Kathleen Burke-Kelly didn’t have too much trouble paying for her education when she was attending Glendale Community College.
“I don’t remember college being a huge expense,” she said. “The economy was still pretty good then. My parents paid zero dollars for my tuition.”
Dr. Burke-Kelly, Pierce College’s current president, acknowledges that it isn’t the same situation anymore after state support for community colleges has declined, consecutive cuts to the higher education budget has become almost routine, and tuition fees have steadily increased.
“You’re all clearly paying more than I was,” she said. “It’s as bad as I’ve ever seen. I didn’t think it would go this long.”
After this semester ends, Burke-Kelly will have served the Pierce campus for two years.
As the leader of the Pierce campus, the pressure to deal with the immediate effects of the economic decline is significant.
“[The administrators] have a tremendous amount of responsibility because we want to do what’s best for the students,” she said. “We want to give them all the choices at their disposal.”

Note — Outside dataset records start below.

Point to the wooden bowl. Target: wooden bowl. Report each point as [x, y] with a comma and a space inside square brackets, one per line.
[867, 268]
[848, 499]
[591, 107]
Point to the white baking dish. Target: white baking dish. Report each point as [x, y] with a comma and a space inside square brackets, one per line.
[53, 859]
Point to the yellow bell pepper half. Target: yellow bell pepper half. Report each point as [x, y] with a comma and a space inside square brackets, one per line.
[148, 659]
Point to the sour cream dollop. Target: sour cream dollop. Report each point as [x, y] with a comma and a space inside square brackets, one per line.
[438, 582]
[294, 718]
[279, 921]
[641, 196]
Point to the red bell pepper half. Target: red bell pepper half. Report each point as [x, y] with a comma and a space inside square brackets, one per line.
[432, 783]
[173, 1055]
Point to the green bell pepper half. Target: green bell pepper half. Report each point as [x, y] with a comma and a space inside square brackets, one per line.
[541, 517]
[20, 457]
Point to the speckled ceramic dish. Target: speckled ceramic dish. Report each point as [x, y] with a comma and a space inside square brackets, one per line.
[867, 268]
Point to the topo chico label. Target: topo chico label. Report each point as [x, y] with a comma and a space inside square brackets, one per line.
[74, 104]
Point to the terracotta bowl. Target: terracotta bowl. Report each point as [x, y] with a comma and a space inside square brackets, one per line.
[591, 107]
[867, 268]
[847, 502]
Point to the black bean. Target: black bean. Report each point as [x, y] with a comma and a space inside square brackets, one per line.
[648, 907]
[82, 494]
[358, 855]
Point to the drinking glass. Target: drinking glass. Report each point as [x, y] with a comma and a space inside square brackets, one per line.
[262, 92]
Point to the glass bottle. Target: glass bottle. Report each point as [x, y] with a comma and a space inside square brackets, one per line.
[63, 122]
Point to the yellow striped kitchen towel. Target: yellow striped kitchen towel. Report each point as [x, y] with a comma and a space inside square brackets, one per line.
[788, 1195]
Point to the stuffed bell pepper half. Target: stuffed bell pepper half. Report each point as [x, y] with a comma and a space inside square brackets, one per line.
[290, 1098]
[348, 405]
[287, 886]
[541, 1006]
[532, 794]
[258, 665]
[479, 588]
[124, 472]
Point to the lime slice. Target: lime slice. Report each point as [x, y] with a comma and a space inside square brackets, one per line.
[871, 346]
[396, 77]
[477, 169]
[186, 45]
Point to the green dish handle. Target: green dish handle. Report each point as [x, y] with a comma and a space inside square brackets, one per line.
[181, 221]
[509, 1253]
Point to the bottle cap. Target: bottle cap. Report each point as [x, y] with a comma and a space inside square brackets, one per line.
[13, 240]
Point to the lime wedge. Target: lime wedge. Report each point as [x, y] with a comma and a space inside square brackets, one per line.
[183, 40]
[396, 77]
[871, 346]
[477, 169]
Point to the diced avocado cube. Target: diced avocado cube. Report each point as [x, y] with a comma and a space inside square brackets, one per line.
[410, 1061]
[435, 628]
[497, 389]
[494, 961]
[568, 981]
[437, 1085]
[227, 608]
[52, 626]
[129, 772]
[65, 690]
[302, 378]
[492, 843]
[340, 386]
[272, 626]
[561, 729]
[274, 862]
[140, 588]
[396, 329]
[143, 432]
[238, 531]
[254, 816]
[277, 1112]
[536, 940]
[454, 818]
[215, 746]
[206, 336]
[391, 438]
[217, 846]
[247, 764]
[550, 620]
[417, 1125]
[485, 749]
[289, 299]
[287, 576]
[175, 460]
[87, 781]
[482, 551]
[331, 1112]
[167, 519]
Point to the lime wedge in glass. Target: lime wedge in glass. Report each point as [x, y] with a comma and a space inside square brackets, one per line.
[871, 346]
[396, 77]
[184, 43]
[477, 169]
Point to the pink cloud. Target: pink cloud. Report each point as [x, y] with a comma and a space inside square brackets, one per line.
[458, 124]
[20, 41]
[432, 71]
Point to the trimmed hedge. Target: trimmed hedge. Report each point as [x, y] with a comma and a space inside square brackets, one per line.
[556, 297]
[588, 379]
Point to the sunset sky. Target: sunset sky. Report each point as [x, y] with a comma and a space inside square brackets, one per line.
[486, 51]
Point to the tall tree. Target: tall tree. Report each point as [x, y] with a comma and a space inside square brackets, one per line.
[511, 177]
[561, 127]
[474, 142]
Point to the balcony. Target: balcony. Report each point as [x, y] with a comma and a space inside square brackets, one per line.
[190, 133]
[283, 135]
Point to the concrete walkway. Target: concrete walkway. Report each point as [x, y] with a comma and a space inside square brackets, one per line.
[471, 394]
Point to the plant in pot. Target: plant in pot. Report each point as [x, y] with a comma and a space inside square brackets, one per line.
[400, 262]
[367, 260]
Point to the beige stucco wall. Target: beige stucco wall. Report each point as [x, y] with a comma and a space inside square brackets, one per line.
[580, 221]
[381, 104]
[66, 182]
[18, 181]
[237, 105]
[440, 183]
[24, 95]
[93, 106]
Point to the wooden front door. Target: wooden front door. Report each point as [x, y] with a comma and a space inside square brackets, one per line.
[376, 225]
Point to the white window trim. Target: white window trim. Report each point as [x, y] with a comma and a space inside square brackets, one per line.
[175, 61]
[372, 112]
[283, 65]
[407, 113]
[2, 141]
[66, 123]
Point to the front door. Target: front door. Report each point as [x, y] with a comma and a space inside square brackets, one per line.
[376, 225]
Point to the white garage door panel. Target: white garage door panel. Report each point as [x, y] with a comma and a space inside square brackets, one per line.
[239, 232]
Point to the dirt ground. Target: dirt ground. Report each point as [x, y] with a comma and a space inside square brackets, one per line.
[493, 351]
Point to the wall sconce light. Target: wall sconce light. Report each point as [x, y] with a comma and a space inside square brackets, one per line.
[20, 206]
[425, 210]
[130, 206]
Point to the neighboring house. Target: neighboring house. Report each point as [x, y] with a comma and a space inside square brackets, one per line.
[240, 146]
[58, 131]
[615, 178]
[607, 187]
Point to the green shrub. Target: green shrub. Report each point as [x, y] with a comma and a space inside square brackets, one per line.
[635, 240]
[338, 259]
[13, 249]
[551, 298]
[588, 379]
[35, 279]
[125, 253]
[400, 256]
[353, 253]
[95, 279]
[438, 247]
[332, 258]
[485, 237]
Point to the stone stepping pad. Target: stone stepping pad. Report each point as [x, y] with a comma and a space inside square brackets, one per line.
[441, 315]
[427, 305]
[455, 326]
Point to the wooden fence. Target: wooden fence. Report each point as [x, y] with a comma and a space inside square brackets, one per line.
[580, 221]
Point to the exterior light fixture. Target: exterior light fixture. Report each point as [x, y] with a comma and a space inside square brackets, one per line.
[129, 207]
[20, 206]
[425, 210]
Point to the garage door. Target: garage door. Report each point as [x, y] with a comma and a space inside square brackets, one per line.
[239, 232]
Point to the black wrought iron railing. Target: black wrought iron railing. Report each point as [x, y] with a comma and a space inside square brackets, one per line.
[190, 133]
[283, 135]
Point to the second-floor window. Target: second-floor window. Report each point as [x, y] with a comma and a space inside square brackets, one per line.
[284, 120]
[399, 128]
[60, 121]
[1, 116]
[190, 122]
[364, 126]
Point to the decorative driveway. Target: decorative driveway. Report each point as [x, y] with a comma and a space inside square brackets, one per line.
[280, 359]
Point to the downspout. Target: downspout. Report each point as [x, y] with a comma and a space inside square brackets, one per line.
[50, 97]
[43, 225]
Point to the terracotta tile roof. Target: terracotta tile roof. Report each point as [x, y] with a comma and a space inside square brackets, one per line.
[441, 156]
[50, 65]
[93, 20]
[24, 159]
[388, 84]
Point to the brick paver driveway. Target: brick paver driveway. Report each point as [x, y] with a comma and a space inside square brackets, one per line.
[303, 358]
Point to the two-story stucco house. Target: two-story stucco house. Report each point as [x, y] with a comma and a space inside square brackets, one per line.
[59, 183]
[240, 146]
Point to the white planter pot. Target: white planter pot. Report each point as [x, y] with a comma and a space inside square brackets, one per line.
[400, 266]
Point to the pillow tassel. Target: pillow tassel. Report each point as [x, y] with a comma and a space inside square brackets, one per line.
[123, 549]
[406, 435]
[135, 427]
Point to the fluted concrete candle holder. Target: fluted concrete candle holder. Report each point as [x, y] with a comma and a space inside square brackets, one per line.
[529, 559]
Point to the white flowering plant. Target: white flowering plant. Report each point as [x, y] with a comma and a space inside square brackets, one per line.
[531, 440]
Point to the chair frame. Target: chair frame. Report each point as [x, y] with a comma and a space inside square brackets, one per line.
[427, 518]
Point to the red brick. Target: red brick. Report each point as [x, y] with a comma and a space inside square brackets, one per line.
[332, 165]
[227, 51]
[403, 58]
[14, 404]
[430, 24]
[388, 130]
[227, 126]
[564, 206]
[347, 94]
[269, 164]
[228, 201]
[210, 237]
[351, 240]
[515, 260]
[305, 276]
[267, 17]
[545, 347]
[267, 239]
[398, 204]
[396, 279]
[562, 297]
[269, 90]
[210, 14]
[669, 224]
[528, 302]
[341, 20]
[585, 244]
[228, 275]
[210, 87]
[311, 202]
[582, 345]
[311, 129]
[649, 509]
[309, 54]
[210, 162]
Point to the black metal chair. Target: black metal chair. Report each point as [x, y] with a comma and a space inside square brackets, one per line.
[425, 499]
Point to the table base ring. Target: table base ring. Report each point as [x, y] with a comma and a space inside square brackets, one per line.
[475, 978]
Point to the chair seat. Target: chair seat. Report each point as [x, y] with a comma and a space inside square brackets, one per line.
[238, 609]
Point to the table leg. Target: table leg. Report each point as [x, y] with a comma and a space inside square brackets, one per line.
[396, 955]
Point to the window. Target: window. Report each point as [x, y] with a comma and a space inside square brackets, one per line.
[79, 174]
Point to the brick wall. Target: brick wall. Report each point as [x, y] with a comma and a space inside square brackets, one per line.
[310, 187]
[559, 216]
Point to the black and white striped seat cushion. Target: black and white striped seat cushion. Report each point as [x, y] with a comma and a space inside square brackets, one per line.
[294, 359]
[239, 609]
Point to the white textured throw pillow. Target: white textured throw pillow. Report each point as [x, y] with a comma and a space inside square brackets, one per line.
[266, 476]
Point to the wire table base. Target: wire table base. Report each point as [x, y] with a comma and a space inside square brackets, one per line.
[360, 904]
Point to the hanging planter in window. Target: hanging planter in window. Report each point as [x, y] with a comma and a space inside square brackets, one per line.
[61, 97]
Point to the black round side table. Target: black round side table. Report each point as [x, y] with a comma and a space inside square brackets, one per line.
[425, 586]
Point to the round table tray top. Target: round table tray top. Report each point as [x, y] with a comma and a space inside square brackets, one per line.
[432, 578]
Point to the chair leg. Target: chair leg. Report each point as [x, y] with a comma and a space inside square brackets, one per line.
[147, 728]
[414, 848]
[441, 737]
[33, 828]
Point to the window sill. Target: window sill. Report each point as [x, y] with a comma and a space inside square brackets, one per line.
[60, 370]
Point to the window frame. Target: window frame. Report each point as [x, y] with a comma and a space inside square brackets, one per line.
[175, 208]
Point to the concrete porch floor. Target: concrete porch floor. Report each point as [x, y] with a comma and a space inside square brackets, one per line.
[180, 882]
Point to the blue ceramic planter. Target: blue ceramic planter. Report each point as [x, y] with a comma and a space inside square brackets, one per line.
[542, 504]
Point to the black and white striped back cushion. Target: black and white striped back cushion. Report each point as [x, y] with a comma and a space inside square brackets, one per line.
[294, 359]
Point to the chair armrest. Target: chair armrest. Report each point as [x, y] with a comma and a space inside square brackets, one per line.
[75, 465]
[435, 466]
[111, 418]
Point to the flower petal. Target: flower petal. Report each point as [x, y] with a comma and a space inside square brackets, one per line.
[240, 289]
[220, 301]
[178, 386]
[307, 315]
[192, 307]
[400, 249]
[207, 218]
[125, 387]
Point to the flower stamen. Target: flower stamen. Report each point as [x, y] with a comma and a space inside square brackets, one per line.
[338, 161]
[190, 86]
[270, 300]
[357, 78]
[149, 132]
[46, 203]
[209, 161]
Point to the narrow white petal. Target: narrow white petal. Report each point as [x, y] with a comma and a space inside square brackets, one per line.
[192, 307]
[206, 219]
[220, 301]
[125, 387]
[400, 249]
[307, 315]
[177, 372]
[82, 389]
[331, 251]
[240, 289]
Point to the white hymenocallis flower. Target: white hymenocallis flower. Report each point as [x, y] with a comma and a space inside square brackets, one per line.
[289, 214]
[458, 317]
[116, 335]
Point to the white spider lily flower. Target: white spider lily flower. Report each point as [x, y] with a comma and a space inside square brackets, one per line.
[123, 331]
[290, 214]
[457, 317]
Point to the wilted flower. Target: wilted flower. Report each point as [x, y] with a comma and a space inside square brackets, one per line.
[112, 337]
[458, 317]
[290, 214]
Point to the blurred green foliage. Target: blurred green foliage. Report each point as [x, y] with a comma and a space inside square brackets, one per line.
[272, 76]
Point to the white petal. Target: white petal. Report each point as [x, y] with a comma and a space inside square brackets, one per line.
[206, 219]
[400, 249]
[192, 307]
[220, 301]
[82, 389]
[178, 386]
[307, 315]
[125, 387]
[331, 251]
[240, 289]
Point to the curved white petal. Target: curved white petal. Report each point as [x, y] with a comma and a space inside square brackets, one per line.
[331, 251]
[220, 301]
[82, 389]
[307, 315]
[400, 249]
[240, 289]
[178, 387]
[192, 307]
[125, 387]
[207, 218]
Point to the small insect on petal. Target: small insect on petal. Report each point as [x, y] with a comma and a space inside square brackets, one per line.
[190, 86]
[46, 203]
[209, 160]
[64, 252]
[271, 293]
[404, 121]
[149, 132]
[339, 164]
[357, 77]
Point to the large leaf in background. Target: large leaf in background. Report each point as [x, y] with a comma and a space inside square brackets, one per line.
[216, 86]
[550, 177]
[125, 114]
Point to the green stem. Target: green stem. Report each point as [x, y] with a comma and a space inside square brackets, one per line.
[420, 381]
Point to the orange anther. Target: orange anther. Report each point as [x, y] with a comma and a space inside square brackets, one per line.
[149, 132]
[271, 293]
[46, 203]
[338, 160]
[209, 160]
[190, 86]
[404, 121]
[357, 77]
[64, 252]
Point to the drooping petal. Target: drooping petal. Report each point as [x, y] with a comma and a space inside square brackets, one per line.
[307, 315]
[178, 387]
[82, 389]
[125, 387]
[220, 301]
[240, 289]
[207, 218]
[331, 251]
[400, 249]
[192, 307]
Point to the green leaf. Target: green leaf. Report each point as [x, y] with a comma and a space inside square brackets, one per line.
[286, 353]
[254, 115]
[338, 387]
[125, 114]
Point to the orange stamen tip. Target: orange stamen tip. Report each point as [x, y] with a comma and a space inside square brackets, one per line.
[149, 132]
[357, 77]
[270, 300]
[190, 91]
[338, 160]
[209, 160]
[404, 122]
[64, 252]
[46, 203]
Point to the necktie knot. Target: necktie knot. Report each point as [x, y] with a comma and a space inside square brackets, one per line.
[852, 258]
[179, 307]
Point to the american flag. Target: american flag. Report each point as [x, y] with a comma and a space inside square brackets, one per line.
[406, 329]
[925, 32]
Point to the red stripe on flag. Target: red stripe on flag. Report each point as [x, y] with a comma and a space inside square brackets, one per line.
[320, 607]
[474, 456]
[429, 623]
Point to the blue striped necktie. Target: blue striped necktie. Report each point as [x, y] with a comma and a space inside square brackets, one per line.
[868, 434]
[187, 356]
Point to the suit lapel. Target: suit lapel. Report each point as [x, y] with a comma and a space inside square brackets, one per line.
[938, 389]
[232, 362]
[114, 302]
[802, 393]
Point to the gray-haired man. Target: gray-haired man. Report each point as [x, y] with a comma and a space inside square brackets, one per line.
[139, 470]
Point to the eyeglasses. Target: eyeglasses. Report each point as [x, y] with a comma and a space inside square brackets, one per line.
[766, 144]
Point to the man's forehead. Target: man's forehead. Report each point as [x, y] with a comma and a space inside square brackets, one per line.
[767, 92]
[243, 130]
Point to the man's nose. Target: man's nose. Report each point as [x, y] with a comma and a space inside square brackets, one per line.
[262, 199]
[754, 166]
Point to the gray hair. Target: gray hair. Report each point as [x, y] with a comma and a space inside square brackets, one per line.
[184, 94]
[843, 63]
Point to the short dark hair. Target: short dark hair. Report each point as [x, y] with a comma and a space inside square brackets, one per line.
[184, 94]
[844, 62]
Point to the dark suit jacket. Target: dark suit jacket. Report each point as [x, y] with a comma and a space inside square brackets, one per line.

This is one of the strengths Burke-Kelly possesses as a leader, according to Tom Rosdahl, Academic Senate president.
“She has a very different leadership style from past presidents,” he said. “She’s willing to make decisions but would rather committees make recommendations to her.”
However, college presidents in reality don’t have much control over the situation, according to Burke-Kelly.
“We have very little power. We’re basically custodial in role, and we’re really moving forward recommendations as a college as a whole,” she said. “We keep an eye on the broader things. It’s really [the internal committees] that direct and advise decisions.”
When Burke-Kelly was first appointed college president by the Los Angeles Community College District, she aimed to “bring more awards, degrees and certificates,” according to a Roundup article published May 2010.
“The school has a strong history of dedication to student success and achievement,” she said.
Because of detrimental effects of the state’s fiscal situation on community colleges, however, Burke-Kelly faced difficulty in meeting her goal. For instance, each semester brings fewer classes.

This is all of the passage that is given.